Poetry students make the most of metaphors
What you need to know:
- Book title: Rhymers,Metaphors and I: The Best in Verse in Vac Poetry 2014-2020
- Authors: Associated poets from several schools
- Price: Shs40,000
- Where: Uganda Museum Library
This book is divided into five parts embracive of each school vacation from schools ranging from Nabisunsa Girls’
Secondary School to King’s College Budo, through the years of 2014, 2015, 2016, 2017, 2018, 2019 and 2020.
It is structured around a prologue, preamble, monologues and an epilogue. Through this, it never proclaims its tigritude. Instead, it pounces: “Invisible Remorse” by Tracey Ahumuza A.K.A ‘Nkubito’, 2016 S6 Vac, King’s College, Budo: “I reach out to hold you But you cringe and shrink
Away from me
Away from us
And I think that’s when
I repeat ‘To fade’
‘To fade’ –not because I’m paid
‘To fade’ –because I was made...”
The pattern of rhythm and sound of the words is enhanced, line on line, by enjambment as feelings spill while carrying the run of the poet’s expressiveness from one line to the next without a syntactical break.
Enjambment, by the by, is the poetic equivalent of footballer Cristiano Ronaldo’s step over as it actually means “steps over” or “runs over”— the continuation of a sentence without a pause beyond the end of a line, couplet, or stanza.
The subtext of these feelings is tragic: To fade is what every artist fears.
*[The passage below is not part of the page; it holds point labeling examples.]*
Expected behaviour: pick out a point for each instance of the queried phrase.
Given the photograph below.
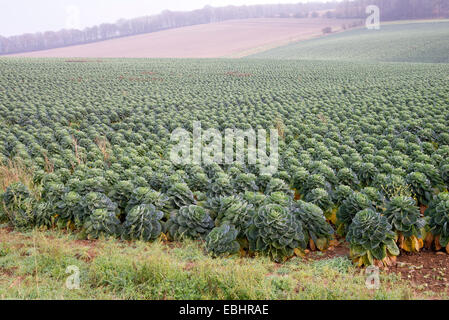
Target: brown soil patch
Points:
(234, 39)
(427, 270)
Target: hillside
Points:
(394, 42)
(234, 38)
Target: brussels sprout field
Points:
(364, 153)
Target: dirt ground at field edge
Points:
(426, 270)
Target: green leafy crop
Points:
(222, 240)
(276, 232)
(143, 222)
(191, 221)
(371, 238)
(317, 231)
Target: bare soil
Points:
(426, 270)
(234, 39)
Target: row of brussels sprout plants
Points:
(366, 160)
(277, 221)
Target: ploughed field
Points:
(409, 41)
(364, 149)
(233, 38)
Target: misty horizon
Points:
(46, 15)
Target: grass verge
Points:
(33, 265)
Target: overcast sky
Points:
(23, 16)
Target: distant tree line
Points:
(395, 9)
(165, 20)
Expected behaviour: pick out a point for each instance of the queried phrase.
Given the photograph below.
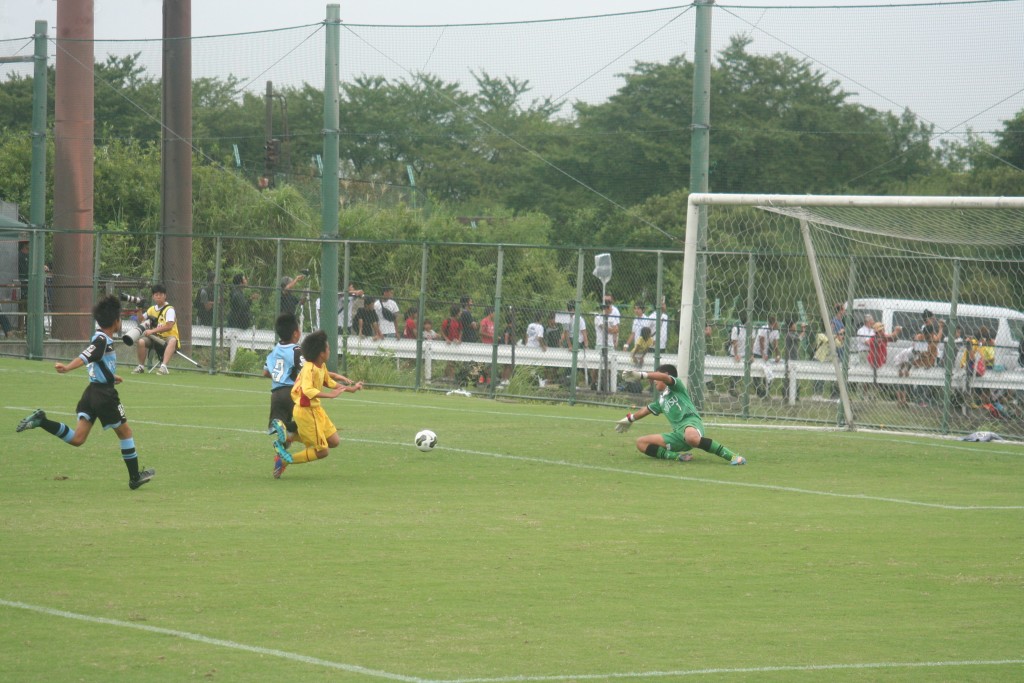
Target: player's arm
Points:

Indeed, the late American musician Kurt Cobain’s suicide note contained the teary words, “It’s better to burn out than to fade away.” Cobain shot himself dead at the age of 27 on April 5, 1994.
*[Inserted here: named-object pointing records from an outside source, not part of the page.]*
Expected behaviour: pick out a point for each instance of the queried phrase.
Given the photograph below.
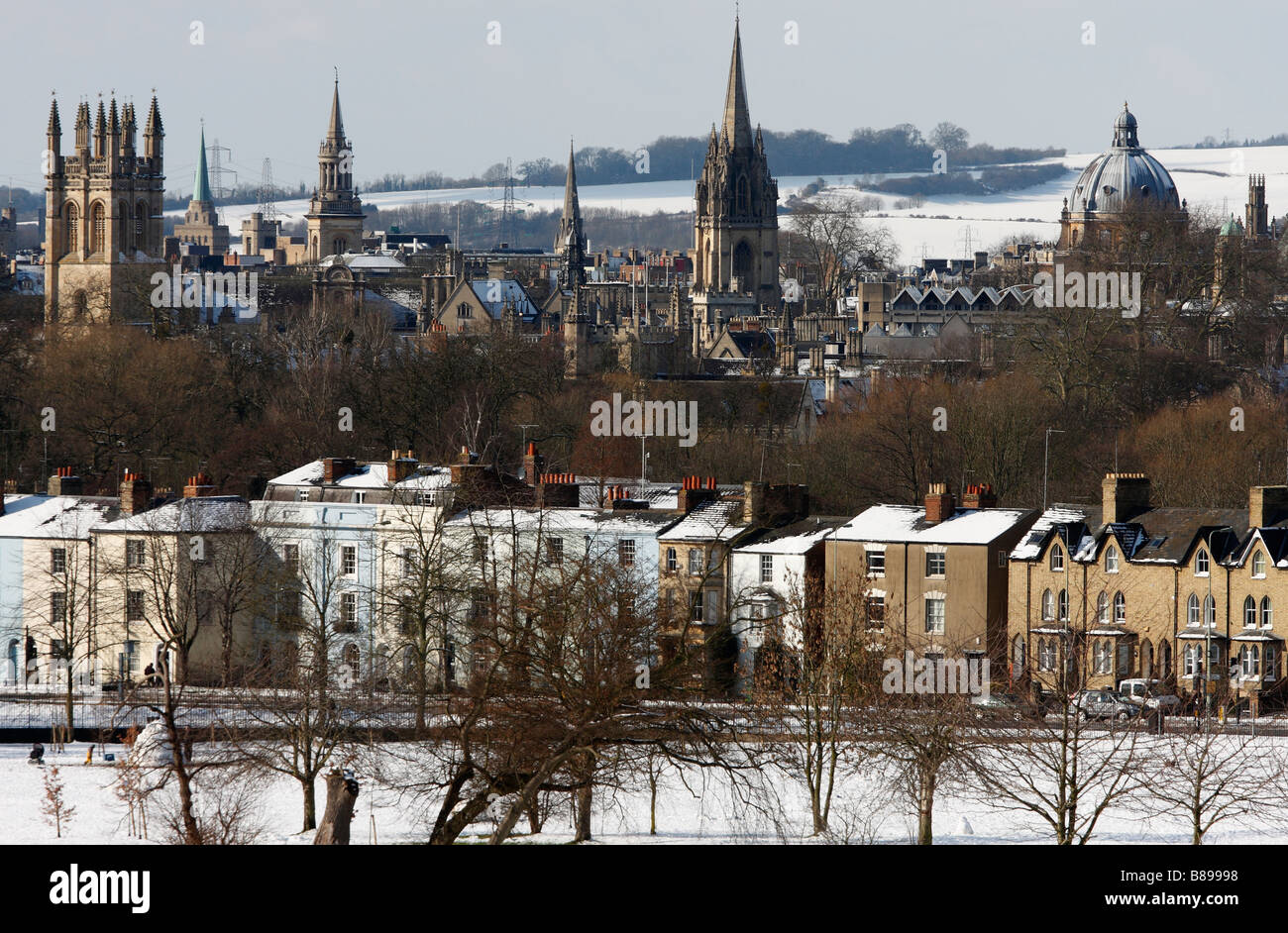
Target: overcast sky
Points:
(421, 88)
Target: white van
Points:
(1147, 692)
On a cheerier note, we don’t have much ABC poetry in Uganda. However you may find it partly (and brilliantly) deployed in the poem “I love like i hate you” by Titus Nsubuga, 2019 S4 Vac, St. Denis Ssebugwawo, Ggaba.
Each line of Nsubuga’s work here builds upon the central topic of the poem to crescendo with a bang. “Life” by Rushongoza Begumya, 2015 S6 Vac, Mengo S.S.S, is an insightful piece.
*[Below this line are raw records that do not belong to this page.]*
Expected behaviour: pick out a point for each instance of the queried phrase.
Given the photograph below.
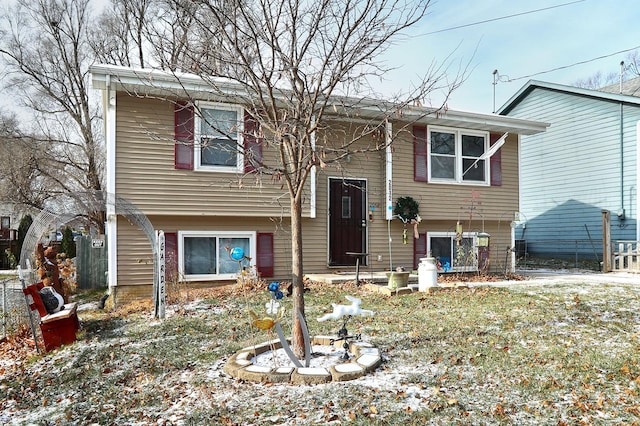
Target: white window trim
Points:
(452, 235)
(459, 168)
(213, 277)
(239, 168)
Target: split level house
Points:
(585, 163)
(157, 162)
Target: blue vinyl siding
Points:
(576, 169)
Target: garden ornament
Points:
(340, 311)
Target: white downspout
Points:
(110, 140)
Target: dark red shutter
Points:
(419, 249)
(171, 256)
(264, 252)
(495, 162)
(183, 126)
(252, 144)
(420, 171)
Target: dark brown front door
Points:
(347, 221)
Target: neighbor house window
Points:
(205, 255)
(455, 254)
(455, 156)
(218, 139)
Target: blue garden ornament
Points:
(237, 254)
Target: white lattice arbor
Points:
(73, 206)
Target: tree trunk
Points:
(296, 276)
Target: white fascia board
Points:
(154, 82)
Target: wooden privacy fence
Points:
(91, 262)
(626, 256)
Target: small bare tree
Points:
(300, 62)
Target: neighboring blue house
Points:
(584, 163)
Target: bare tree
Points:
(300, 62)
(25, 177)
(44, 48)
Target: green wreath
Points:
(406, 209)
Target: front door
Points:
(347, 221)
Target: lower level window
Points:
(456, 254)
(206, 255)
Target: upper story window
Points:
(457, 156)
(454, 156)
(218, 139)
(204, 255)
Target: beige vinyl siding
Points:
(147, 177)
(135, 258)
(453, 201)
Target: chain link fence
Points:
(579, 254)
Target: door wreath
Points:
(407, 210)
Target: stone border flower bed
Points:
(366, 358)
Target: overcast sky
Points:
(521, 39)
(520, 47)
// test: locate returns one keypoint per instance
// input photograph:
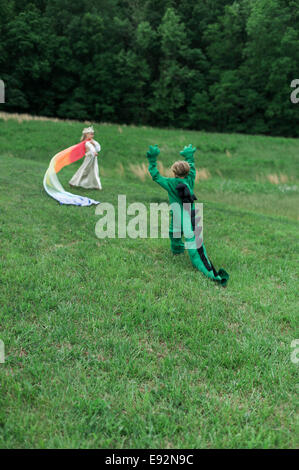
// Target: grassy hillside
(115, 343)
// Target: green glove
(188, 151)
(153, 151)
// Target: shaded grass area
(116, 343)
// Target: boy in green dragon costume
(183, 215)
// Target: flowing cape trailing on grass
(52, 184)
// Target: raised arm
(188, 154)
(152, 154)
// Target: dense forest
(215, 65)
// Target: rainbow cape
(51, 182)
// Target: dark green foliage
(217, 65)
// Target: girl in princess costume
(184, 220)
(87, 176)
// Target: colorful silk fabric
(52, 184)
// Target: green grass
(116, 343)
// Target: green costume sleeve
(188, 154)
(152, 154)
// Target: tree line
(214, 65)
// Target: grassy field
(116, 343)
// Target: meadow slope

Written in straightforward language, without the frills which come with fancy wording, it is expressed by two stanzas, the first introduction of the whole:
“Life is an exam
An exam written on white paper
With questions written in black
“This exam is sat for in a big, endless room
With many candidates
Some pray
Others bite nails
Others sleep,
Only to wake up when the start bell
goes….”
It has shades of what Shakespeare said when he wrote,
“Life... is a tale.
Told by an idiot,
full of sound and fury, signifying nothing.”
For an exam signifies that you pass or fail as a means to achieving the sound and fury of success, in a strictly formal sense, only to later question the very notion of success.
At any rate, the poet self-consciously reconciles the tension of form in his free verse to ensure that “each line corresponds exactly to one single breath unit.” Which also applies to the poem, “There’s a goat’s head between my legs” by Bridget Ankunda, 2019 S.6 Vac, Mt. St. Mary’s College, Namagunga.
The pattern stresses on syllables in each line is breathless in its virtuosic intensity.
‘’Yamawe!!!!!’’ I screamed,
“There’s a goat’s head between my legs!
An animal has taken up residence within
me
Without my permission!”
The man on my left was disgusted
And cursed all millennials and their sickening theatrics.
Kati lwaki otuwogganira?
It’s just a goat’s head.
Ignore it.
It will go away.”
The poem is riveting. The “goat” is an elusive metaphor which adds to the poem’s curiosity value.
Speaking of metaphors, Bridget Ankunda has another poem entitled: “Rooms and the dust in them.” It’s an exceedingly clever, subtly nationalistic poem.
“Someone tell Susan Kiguli
She is not the only one who is tired of talking
In metaphors….”
As the last poem, it leaves the reader longing for more. Artistically, “Rhymers, Metaphors and I: The Best in Verse in Vac Poetry 2014-2020” is one of the most engaging anthologies I have read in a very long time. Each poem is special for the way it singularly seems to roll off your tongue.
Poet Byron Aaron Alinda, 2018 S6 Vac, St. Mary’s College, Kisubi, underscores this fact in his poem, “Shithole Country”:
“A wise man said if every Ugandan swept outside his gate
We would make it to billboard,
Don’t bring your cloud to rain on our parade.
All you need is faith the size of the mustard seed to grow high.”
In the words of American rapper Jay-Z, can I get an Encore?